In the lawsuit, Richards claimed that on June 19, 2011, three of her friends came to her home to see her baby. She claimed that she left the child with relatives and walked her friends to a main street to get transport. She claimed that neither she nor her friends had credit on their cellphones and she asked a woman, who was also waiting on transport, to borrow hers to call her relatives to enquire about her baby. Richards said that after she was allowed to make the call, returned the phone, and walked away, she saw her friends attacking the woman. She claimed that she attempted to intervene but left after her friends became more aggressive. She claimed that after returning home one of the friends brought a cellphone, which she left at her home to charge.
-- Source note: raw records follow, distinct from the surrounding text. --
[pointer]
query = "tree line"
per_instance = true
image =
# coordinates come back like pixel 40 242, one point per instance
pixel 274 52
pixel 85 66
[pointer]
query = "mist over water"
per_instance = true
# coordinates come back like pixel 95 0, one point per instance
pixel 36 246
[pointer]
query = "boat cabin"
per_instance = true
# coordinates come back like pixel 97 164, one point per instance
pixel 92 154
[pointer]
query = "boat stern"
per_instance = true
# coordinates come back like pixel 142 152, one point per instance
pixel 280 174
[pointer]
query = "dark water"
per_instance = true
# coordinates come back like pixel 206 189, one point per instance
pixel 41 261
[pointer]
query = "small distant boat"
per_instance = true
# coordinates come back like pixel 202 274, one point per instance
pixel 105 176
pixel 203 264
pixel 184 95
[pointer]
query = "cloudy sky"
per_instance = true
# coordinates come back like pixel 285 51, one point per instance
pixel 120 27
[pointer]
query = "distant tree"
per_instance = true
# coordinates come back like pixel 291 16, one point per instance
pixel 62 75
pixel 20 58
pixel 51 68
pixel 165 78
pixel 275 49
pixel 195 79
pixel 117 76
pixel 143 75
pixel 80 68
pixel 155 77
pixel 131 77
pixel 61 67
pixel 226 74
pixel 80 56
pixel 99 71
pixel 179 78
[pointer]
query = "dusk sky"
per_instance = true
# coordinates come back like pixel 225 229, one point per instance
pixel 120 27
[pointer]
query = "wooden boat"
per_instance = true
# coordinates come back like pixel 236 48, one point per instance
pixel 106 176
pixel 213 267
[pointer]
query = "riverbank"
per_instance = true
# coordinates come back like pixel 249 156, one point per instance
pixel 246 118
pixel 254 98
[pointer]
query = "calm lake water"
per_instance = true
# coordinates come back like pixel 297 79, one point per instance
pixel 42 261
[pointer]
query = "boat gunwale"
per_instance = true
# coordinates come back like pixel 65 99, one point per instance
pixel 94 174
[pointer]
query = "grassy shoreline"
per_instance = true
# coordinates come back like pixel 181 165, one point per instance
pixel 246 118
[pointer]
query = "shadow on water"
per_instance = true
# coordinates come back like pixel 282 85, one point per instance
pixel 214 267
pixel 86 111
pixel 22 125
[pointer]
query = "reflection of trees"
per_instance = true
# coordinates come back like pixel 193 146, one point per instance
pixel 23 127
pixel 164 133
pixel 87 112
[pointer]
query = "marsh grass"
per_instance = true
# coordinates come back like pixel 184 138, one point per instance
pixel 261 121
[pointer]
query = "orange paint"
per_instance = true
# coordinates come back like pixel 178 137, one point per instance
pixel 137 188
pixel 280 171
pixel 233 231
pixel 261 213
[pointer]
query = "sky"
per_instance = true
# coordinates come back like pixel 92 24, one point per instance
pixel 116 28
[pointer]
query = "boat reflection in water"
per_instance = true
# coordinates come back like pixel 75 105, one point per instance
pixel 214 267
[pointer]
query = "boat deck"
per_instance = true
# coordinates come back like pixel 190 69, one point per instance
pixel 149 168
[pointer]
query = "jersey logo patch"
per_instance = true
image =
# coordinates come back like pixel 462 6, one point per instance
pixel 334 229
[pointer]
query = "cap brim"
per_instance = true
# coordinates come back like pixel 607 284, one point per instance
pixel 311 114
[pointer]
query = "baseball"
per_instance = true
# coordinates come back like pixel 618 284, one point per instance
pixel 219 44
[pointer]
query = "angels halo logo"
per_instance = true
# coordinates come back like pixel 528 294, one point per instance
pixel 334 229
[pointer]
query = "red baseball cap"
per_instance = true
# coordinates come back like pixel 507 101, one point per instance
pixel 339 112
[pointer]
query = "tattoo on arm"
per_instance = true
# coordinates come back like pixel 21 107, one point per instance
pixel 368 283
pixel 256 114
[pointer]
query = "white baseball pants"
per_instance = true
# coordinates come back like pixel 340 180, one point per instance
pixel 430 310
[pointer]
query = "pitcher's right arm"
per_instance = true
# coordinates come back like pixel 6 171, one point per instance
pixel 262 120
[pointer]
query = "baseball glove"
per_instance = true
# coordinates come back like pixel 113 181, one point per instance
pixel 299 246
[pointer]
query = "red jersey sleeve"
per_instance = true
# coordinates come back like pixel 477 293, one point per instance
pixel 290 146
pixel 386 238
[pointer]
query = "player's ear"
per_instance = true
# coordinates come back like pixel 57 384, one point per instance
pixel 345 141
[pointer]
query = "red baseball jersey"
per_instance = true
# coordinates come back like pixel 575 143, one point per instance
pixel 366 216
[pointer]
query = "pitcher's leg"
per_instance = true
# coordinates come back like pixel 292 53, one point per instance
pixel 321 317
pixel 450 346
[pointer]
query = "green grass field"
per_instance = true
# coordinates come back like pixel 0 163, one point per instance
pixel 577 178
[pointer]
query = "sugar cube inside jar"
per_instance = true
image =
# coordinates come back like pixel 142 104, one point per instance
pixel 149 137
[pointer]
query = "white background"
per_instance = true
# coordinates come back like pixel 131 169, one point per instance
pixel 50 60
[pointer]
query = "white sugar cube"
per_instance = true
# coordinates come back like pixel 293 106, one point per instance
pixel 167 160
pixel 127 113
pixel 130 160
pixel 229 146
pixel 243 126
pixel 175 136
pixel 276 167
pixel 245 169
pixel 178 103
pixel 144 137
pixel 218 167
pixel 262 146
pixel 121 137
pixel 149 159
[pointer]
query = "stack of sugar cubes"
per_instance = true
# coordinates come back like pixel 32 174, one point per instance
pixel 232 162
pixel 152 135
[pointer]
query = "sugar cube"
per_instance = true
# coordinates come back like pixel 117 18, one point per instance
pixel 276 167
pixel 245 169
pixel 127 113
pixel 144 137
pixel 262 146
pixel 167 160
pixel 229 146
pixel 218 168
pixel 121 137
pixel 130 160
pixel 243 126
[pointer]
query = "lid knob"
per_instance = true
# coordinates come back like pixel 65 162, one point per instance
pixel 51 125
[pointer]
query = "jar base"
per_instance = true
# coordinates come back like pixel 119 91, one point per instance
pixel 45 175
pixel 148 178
She was arrested one week later after police found her in possession of the cellphone and the victim identified her as one of her attackers.
Richards was granted bail but spent six months in prison as she could not meet the conditions. The charge was eventually dismissed after the police officer, who charged Richards and her friends, failed to attend her trial.
In his oral judgement, Seepersad stated that despite issues with the handling of the case, he believed the police officer’s version over Richards’.
“This court is disturbed that the Claimant had the temerity to institute this action, notwithstanding, the nature of the evidence upon which the prosecution was premised,” Seepersad said.
He suggested that Richards was fortunate that her case was dismissed due to technical issues as police had reasonable and probable cause to suspect that she was involved in the crime.
“There seems to operate in this Republic an inability to accept responsibility for wrongdoing and an aversion to accountability,” Seepersad said.
“With alarming regularity persons accused of wrongdoing take umbrage with the initiation of criminal proceedings against them and behave as if they have an inherent right not to be held to account for their behaviour,” he added.
As part of his decision in the case, Seepersad ordered Richards to pay $14,000 to the State to cover its legal costs for defending her failed lawsuit.
Richards was represented by Rekha Ramjit, while Nicol Yee Fung represented the State.